Faculty of Chemistry, Nicolaus Copernicus University, Gagarina 7, 87-100 Toruń, Poland.
J Inorg Biochem. 2012 Oct;115:100-5. doi: 10.1016/j.jinorgbio.2012.05.005. Epub 2012 May 23.
To compare the in vitro cytotoxicity of platinum(II) complexes with 5,7-ditertbutyl-1,2,4-triazolo[1,5-a]pyrimidine (dbtp), three complexes were prepared: cis-[PtI(2)(dbtp)(2)] (1), cis-[Pt(NO(3))(2)(dbtp)(2)] (2) and cis-[Pt(C(4)H(4)O(5))(dbtp)(2)] (3). The coordination compounds have been structurally characterized by IR; (1)H, (13)C, (15)N, (195)Pt NMR and single-crystal X-ray diffraction (1). Spectroscopic studies reveal the monodentate coordination of the heterocycle ligand (dbtp) via N(3) to platinum(II) ions. In addition, the crystal structure of (1) shows that the platinum(II) ion is located in nearly square-planar PtI(2)N(2) environments with two heterocycle ligands (dbtp) arranged in a head-to-head orientation. The complexes have been screened for their cytotoxicity against two human cells: non-small cell lung carcinoma (A549) and breast cancer (T47D). All of the complexes demonstrated a significant antiproliferative activity against both cell lines. On the basis of these results, it is concluded that the cytotoxicity of the studied compounds against T47D follows the order: (3)<(1)<(2).

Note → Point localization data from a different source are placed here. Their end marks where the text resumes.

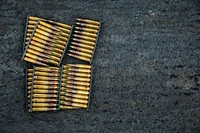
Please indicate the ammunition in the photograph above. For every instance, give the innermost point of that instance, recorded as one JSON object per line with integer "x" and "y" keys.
{"x": 45, "y": 86}
{"x": 88, "y": 21}
{"x": 85, "y": 37}
{"x": 46, "y": 78}
{"x": 86, "y": 33}
{"x": 50, "y": 48}
{"x": 34, "y": 61}
{"x": 83, "y": 45}
{"x": 49, "y": 35}
{"x": 64, "y": 90}
{"x": 48, "y": 39}
{"x": 46, "y": 69}
{"x": 80, "y": 53}
{"x": 74, "y": 100}
{"x": 87, "y": 25}
{"x": 44, "y": 96}
{"x": 45, "y": 82}
{"x": 75, "y": 69}
{"x": 44, "y": 104}
{"x": 43, "y": 100}
{"x": 55, "y": 44}
{"x": 75, "y": 95}
{"x": 74, "y": 82}
{"x": 53, "y": 32}
{"x": 47, "y": 56}
{"x": 41, "y": 59}
{"x": 84, "y": 41}
{"x": 78, "y": 57}
{"x": 78, "y": 79}
{"x": 43, "y": 109}
{"x": 78, "y": 65}
{"x": 68, "y": 107}
{"x": 31, "y": 26}
{"x": 79, "y": 87}
{"x": 74, "y": 104}
{"x": 47, "y": 74}
{"x": 82, "y": 49}
{"x": 77, "y": 74}
{"x": 86, "y": 29}
{"x": 38, "y": 91}
{"x": 32, "y": 22}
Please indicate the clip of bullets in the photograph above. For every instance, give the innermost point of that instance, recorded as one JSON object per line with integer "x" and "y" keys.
{"x": 75, "y": 88}
{"x": 43, "y": 89}
{"x": 83, "y": 39}
{"x": 47, "y": 43}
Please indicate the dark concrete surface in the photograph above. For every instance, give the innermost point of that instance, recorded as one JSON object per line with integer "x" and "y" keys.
{"x": 146, "y": 67}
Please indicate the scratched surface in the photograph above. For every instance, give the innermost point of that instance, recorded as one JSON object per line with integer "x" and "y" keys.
{"x": 146, "y": 67}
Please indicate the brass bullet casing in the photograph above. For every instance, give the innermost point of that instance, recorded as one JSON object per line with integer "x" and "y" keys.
{"x": 77, "y": 79}
{"x": 53, "y": 32}
{"x": 45, "y": 86}
{"x": 81, "y": 53}
{"x": 82, "y": 49}
{"x": 77, "y": 74}
{"x": 81, "y": 92}
{"x": 68, "y": 107}
{"x": 73, "y": 104}
{"x": 84, "y": 41}
{"x": 82, "y": 45}
{"x": 76, "y": 87}
{"x": 88, "y": 21}
{"x": 85, "y": 37}
{"x": 45, "y": 82}
{"x": 75, "y": 69}
{"x": 54, "y": 74}
{"x": 44, "y": 104}
{"x": 75, "y": 100}
{"x": 44, "y": 96}
{"x": 68, "y": 81}
{"x": 31, "y": 60}
{"x": 78, "y": 57}
{"x": 46, "y": 47}
{"x": 94, "y": 35}
{"x": 43, "y": 109}
{"x": 67, "y": 94}
{"x": 87, "y": 25}
{"x": 78, "y": 65}
{"x": 44, "y": 55}
{"x": 50, "y": 35}
{"x": 43, "y": 100}
{"x": 86, "y": 29}
{"x": 55, "y": 44}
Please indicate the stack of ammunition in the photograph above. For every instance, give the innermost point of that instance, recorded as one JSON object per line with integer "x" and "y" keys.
{"x": 43, "y": 89}
{"x": 76, "y": 79}
{"x": 47, "y": 43}
{"x": 84, "y": 39}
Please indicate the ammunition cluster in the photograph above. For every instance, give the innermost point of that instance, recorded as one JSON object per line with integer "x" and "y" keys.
{"x": 45, "y": 42}
{"x": 83, "y": 39}
{"x": 52, "y": 86}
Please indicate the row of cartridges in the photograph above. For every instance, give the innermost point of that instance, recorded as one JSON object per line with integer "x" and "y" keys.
{"x": 53, "y": 88}
{"x": 51, "y": 85}
{"x": 46, "y": 42}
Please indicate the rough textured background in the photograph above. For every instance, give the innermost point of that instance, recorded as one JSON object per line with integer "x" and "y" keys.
{"x": 147, "y": 67}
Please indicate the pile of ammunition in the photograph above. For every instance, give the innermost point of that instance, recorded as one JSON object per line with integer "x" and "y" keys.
{"x": 46, "y": 44}
{"x": 43, "y": 88}
{"x": 52, "y": 88}
{"x": 84, "y": 39}
{"x": 75, "y": 86}
{"x": 60, "y": 87}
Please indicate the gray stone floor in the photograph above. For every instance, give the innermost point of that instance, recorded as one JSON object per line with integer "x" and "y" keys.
{"x": 146, "y": 67}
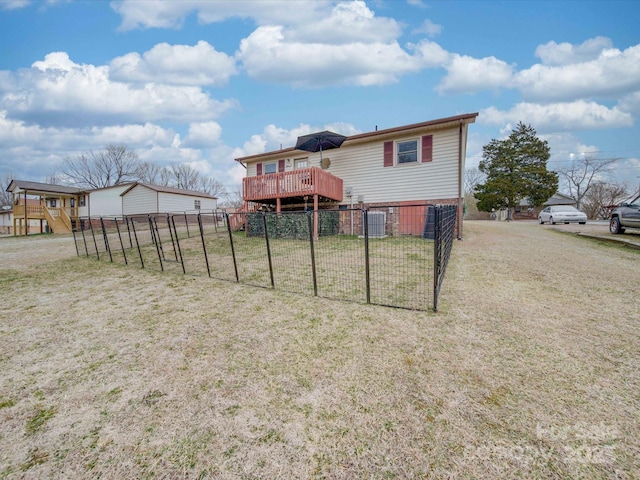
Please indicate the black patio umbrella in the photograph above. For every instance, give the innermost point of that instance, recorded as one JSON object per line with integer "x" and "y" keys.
{"x": 317, "y": 142}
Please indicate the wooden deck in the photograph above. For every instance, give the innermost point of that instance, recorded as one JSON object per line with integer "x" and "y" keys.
{"x": 290, "y": 185}
{"x": 58, "y": 219}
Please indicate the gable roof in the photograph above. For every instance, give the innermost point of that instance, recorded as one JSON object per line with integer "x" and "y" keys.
{"x": 378, "y": 134}
{"x": 175, "y": 191}
{"x": 560, "y": 199}
{"x": 36, "y": 188}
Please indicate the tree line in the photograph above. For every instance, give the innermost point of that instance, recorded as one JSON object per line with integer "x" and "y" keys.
{"x": 116, "y": 164}
{"x": 515, "y": 169}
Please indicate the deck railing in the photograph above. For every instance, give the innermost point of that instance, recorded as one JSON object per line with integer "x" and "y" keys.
{"x": 297, "y": 183}
{"x": 33, "y": 211}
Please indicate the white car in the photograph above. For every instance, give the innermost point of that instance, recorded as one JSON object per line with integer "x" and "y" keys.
{"x": 562, "y": 214}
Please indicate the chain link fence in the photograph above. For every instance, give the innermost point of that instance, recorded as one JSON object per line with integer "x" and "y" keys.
{"x": 385, "y": 255}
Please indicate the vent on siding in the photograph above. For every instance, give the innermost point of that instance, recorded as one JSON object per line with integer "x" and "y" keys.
{"x": 376, "y": 221}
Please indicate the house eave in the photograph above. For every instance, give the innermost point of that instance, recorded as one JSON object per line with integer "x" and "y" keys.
{"x": 377, "y": 135}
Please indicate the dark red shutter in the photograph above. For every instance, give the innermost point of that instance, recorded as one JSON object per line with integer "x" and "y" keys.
{"x": 388, "y": 154}
{"x": 427, "y": 148}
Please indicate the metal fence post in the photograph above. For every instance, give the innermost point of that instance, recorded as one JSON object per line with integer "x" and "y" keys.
{"x": 367, "y": 273}
{"x": 437, "y": 245}
{"x": 155, "y": 235}
{"x": 121, "y": 243}
{"x": 204, "y": 246}
{"x": 135, "y": 235}
{"x": 84, "y": 239}
{"x": 313, "y": 255}
{"x": 106, "y": 240}
{"x": 233, "y": 250}
{"x": 266, "y": 238}
{"x": 179, "y": 252}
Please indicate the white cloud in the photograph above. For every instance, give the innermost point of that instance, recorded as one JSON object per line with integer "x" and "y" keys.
{"x": 267, "y": 55}
{"x": 570, "y": 116}
{"x": 348, "y": 22}
{"x": 430, "y": 54}
{"x": 176, "y": 65}
{"x": 203, "y": 135}
{"x": 556, "y": 54}
{"x": 59, "y": 91}
{"x": 429, "y": 28}
{"x": 13, "y": 4}
{"x": 630, "y": 103}
{"x": 137, "y": 14}
{"x": 469, "y": 75}
{"x": 611, "y": 74}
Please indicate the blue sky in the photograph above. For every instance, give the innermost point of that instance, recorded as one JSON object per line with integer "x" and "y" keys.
{"x": 204, "y": 82}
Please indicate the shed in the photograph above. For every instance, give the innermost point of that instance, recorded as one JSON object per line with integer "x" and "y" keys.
{"x": 143, "y": 198}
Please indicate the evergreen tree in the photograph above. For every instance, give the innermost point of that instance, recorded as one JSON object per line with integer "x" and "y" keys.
{"x": 516, "y": 168}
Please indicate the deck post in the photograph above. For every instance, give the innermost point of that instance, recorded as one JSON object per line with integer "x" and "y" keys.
{"x": 315, "y": 216}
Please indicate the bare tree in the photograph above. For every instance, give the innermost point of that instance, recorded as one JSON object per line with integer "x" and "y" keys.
{"x": 601, "y": 197}
{"x": 5, "y": 197}
{"x": 472, "y": 177}
{"x": 232, "y": 199}
{"x": 185, "y": 177}
{"x": 211, "y": 186}
{"x": 114, "y": 165}
{"x": 149, "y": 172}
{"x": 582, "y": 173}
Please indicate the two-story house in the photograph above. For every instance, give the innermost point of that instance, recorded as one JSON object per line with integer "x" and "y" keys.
{"x": 407, "y": 166}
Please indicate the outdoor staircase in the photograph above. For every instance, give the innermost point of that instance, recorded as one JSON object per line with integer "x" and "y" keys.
{"x": 58, "y": 220}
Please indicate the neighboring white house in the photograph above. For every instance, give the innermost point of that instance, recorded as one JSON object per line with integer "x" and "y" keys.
{"x": 141, "y": 198}
{"x": 417, "y": 163}
{"x": 45, "y": 207}
{"x": 105, "y": 202}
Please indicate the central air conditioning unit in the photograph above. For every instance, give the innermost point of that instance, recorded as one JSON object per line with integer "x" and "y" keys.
{"x": 376, "y": 222}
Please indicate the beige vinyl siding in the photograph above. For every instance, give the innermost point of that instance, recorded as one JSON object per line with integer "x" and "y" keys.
{"x": 361, "y": 167}
{"x": 139, "y": 199}
{"x": 105, "y": 202}
{"x": 171, "y": 202}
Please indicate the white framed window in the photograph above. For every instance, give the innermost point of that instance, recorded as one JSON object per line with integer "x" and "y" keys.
{"x": 407, "y": 152}
{"x": 270, "y": 168}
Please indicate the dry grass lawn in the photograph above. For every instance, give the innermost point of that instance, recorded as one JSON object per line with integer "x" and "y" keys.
{"x": 531, "y": 369}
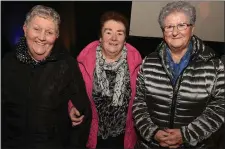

为了比较 5,7-二叔丁基-1,2,4-三唑并[1,5-a]嘧啶(dbtp)与铂(II)配合物的体外细胞毒性,合成了三种配合物:顺-[PtI2(dbtp)2](1)、顺-[Pt(NO3)2(dbtp)2](2)和顺-[Pt(C4H4O5)(dbtp)2](3)。通过红外光谱(IR)、(1)H、(13)C、(15)N、(195)Pt NMR 和单晶 X 射线衍射(1)对配位化合物进行了结构表征。光谱研究表明,杂环配体(dbtp)通过 N(3)以单齿配位方式与铂(II)离子配位。此外,(1)的晶体结构表明,铂(II)离子位于近乎正方形平面的 PtI2N2 环境中,两个杂环配体(dbtp)呈头对头排列。对这些配合物进行了针对两种人类细胞(非小细胞肺癌(A549)和乳腺癌(T47D))的细胞毒性筛选。所有配合物均对两种细胞系表现出显著的抗增殖活性。基于这些结果,可以得出结论,研究化合物对 T47D 的细胞毒性遵循以下顺序:(3)<(1)<(2)。